2. If the placement or other living arrangement under subd. 1. departs from the order of placement preference under s. 48.028 (7) (b) or, if applicable, s. 48.028 (7) (c), the court shall also find good cause, as described in s. 48.028 (7) (e), for departing from that order.
(1b) The judge or a circuit court commissioner may, as a condition under sub. (1), request a court-appointed special advocate program to designate a court-appointed special advocate for the child to perform the activities specified in s. 48.236 (3) that are authorized in the memorandum of understanding under s. 48.07 (5) (a). A court-appointed special advocate designated under this subsection shall have the authority specified in s. 48.236 (4) that is authorized in the memorandum of understanding under s. 48.07 (5) (a).
(2)
(a) A consent decree shall remain in effect up to 6 months unless the child, parent, guardian, legal custodian or expectant mother is discharged sooner by the judge or circuit court commissioner.
(c) Upon the motion of the court or the application of the child, parent, guardian, legal custodian, expectant mother, unborn child’s guardian ad litem, intake worker, or any agency supervising the child or expectant mother under the consent decree, the court may, after giving notice to the parties to the consent decree, their counsel or guardian ad litem, and the court-appointed special advocate for the child, if any, extend the decree for up to an additional 6 months in the absence of objection to extension by the parties to the initial consent decree. If the child, parent, guardian, legal custodian, expectant mother, or unborn child’s guardian ad litem objects to the extension, the judge shall schedule a hearing and make a determination on the issue of extension. An extension under this paragraph of a consent decree relating to an unborn child who is alleged to be in need of protection or services may be granted after the child is born.

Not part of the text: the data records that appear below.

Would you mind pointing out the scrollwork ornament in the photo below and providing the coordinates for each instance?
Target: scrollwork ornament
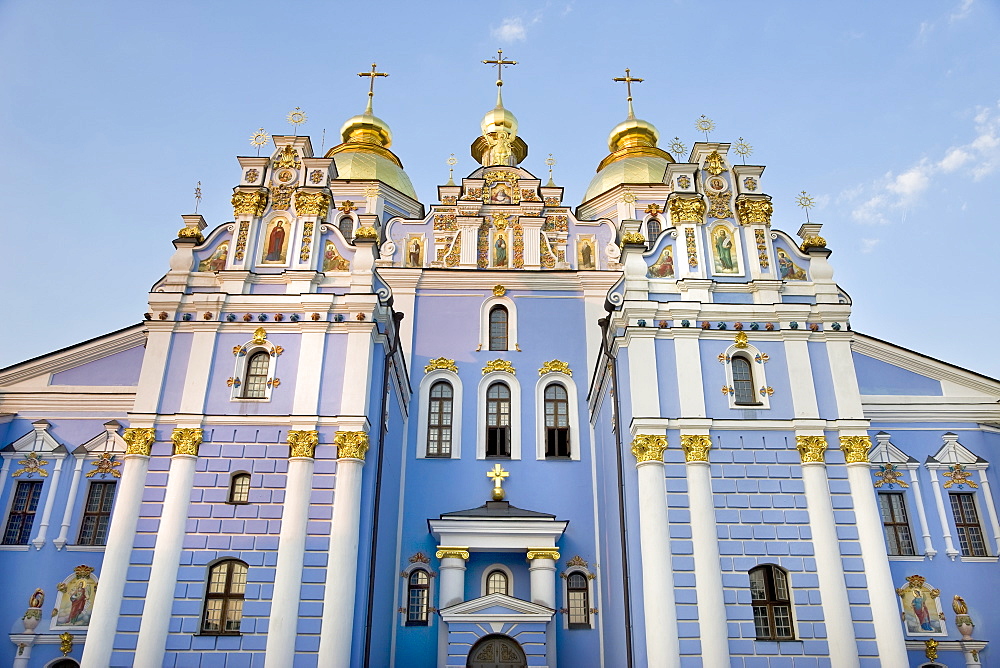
(351, 444)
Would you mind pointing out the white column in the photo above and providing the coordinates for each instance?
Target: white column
(714, 631)
(918, 499)
(885, 613)
(991, 508)
(662, 645)
(60, 541)
(829, 567)
(542, 573)
(342, 565)
(128, 499)
(949, 545)
(159, 600)
(283, 621)
(50, 500)
(452, 580)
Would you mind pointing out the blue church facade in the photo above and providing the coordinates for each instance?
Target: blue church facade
(497, 430)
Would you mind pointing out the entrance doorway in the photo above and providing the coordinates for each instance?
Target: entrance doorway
(497, 651)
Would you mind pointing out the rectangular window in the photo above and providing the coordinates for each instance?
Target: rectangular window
(22, 512)
(97, 514)
(970, 533)
(895, 524)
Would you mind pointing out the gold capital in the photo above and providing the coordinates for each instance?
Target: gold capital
(811, 448)
(855, 448)
(351, 444)
(302, 443)
(186, 441)
(140, 440)
(696, 447)
(648, 448)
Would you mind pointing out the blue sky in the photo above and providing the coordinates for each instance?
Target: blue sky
(887, 113)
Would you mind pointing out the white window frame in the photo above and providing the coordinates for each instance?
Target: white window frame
(423, 412)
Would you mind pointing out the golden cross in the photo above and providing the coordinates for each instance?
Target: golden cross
(497, 474)
(500, 62)
(628, 79)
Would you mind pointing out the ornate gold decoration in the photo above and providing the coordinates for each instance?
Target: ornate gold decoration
(696, 447)
(497, 474)
(302, 443)
(186, 440)
(754, 211)
(648, 448)
(30, 465)
(811, 448)
(351, 444)
(499, 365)
(452, 553)
(555, 366)
(855, 448)
(957, 475)
(441, 363)
(687, 209)
(105, 465)
(311, 204)
(140, 440)
(249, 203)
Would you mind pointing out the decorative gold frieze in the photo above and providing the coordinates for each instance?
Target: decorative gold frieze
(139, 440)
(302, 443)
(186, 440)
(555, 366)
(754, 211)
(351, 444)
(452, 553)
(311, 203)
(441, 363)
(687, 209)
(855, 448)
(696, 447)
(649, 448)
(499, 365)
(249, 203)
(811, 448)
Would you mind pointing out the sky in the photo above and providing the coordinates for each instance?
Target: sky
(887, 113)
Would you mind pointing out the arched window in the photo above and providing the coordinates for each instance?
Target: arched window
(255, 386)
(239, 488)
(227, 582)
(496, 583)
(498, 421)
(743, 381)
(578, 600)
(439, 420)
(556, 421)
(498, 328)
(771, 600)
(417, 596)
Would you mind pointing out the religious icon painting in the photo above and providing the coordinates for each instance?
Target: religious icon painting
(724, 251)
(75, 600)
(586, 255)
(415, 250)
(275, 242)
(922, 614)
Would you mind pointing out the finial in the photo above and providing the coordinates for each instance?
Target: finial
(296, 117)
(371, 84)
(497, 474)
(500, 63)
(704, 124)
(744, 149)
(258, 139)
(628, 79)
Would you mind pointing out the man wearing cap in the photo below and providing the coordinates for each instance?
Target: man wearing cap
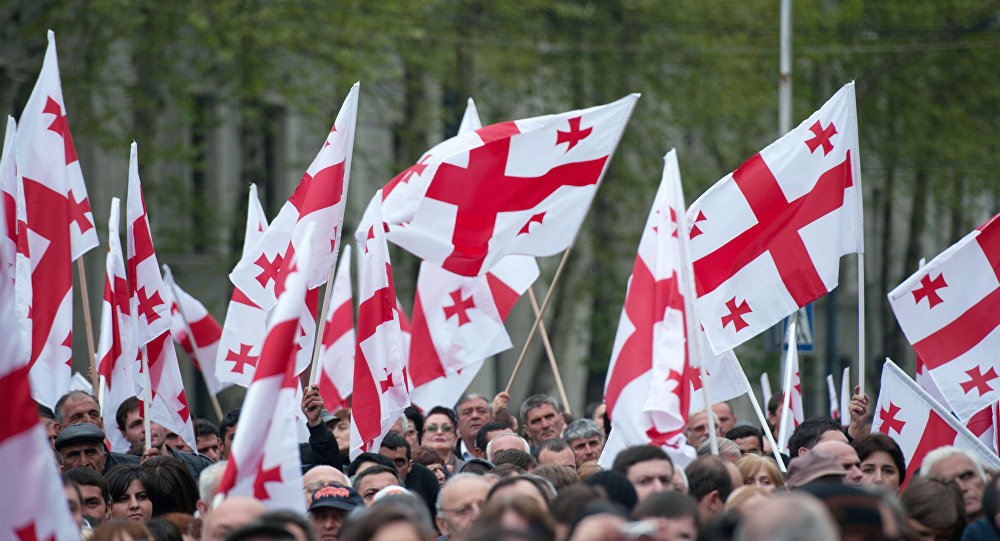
(330, 506)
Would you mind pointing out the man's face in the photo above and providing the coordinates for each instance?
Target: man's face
(963, 471)
(460, 504)
(327, 522)
(82, 409)
(399, 458)
(651, 476)
(544, 422)
(472, 415)
(373, 483)
(88, 454)
(208, 445)
(586, 449)
(93, 503)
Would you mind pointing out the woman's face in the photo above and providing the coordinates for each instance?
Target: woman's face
(879, 470)
(134, 504)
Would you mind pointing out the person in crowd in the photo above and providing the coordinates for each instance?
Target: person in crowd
(760, 471)
(542, 418)
(882, 462)
(95, 495)
(964, 468)
(473, 413)
(206, 436)
(129, 485)
(554, 451)
(586, 439)
(647, 467)
(458, 505)
(711, 480)
(749, 439)
(440, 434)
(934, 508)
(328, 508)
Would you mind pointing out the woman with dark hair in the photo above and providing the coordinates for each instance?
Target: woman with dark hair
(934, 509)
(172, 489)
(129, 485)
(882, 462)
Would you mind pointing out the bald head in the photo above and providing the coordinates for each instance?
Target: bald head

(3) If, prior to discharge by the court, or the expiration of the consent decree, the court finds that the child, parent, guardian, legal custodian or expectant mother has failed to fulfill the express terms and conditions of the consent decree or that the child or expectant mother objects to the continuation of the consent decree, the hearing under which the child or expectant mother was placed on supervision may be continued to conclusion as if the consent decree had never been entered.

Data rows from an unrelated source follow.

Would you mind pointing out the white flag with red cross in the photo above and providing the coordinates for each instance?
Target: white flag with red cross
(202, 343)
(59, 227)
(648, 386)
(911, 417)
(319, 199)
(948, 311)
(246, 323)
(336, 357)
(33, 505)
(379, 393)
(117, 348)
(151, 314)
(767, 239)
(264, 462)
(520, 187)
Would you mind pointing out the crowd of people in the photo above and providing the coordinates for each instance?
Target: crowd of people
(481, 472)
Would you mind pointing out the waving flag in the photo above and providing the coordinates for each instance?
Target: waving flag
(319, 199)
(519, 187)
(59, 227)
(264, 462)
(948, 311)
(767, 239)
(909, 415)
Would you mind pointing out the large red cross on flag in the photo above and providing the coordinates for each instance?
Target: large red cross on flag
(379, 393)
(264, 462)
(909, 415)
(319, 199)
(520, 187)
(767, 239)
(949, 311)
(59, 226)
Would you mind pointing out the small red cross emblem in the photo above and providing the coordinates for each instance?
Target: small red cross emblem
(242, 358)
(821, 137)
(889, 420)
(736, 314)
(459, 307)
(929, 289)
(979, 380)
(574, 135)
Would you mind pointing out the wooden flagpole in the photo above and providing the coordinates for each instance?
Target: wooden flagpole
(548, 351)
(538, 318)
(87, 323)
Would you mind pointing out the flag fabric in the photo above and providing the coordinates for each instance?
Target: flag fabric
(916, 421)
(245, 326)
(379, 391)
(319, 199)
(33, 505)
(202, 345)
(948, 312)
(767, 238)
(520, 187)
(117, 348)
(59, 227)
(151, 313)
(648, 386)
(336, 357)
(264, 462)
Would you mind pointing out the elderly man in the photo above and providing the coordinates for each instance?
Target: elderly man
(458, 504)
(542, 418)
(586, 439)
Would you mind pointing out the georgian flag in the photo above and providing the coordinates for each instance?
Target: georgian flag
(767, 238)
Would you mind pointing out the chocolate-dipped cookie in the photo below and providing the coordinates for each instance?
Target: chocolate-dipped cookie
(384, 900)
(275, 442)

(5) A court which, under this section, elicits or examines information or material about a child or an expectant mother which would be inadmissible in a hearing on the allegations of the petition may not, over objections of one of the parties, participate in any subsequent proceedings if any of the following applies:
(a) The court refuses to enter into a consent decree and the allegations in the petition remain to be decided in a hearing at which one of the parties denies the allegations forming the basis for a child or unborn child in need of protection or services petition.

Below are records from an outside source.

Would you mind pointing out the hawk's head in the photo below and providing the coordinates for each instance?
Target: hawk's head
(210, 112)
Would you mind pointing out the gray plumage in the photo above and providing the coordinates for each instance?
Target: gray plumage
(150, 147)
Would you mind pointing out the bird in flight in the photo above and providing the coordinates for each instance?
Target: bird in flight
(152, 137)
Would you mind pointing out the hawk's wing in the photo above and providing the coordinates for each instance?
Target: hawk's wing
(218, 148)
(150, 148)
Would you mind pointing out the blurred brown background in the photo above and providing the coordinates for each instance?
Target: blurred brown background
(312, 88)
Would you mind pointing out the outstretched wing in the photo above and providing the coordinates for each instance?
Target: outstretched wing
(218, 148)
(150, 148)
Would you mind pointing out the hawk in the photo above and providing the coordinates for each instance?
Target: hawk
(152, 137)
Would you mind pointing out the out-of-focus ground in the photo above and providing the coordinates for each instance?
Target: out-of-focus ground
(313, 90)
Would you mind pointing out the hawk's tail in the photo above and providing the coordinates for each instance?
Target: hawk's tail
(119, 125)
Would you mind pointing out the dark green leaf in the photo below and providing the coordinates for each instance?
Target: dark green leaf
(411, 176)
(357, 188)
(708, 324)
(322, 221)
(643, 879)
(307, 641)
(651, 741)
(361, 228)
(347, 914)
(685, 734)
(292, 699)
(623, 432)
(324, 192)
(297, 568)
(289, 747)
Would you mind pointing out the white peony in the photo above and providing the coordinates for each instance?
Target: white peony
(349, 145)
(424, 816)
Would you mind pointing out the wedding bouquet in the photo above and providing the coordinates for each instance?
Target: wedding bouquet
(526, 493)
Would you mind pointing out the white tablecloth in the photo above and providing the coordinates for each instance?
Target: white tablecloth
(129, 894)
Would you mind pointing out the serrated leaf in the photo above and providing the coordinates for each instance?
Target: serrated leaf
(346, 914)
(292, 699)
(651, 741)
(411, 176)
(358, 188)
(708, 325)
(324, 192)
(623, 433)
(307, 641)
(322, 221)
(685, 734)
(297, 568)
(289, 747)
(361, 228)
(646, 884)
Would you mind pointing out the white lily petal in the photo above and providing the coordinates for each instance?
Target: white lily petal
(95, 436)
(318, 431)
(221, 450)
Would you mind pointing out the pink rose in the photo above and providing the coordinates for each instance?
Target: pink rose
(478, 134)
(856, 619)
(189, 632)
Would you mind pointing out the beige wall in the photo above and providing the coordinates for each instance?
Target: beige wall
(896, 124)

(b) A consent decree is granted but the petition under s. 48.13 or 48.133 is subsequently reinstated.
(6) The judge or circuit court commissioner shall inform the child and the child’s parent, guardian or legal custodian, or the adult expectant mother, in writing, of the right of the child or expectant mother to object to the continuation of the consent decree under sub. (3) and the fact that the hearing under which the child or expectant mother was placed on supervision may be continued to conclusion as if the consent decree had never been entered.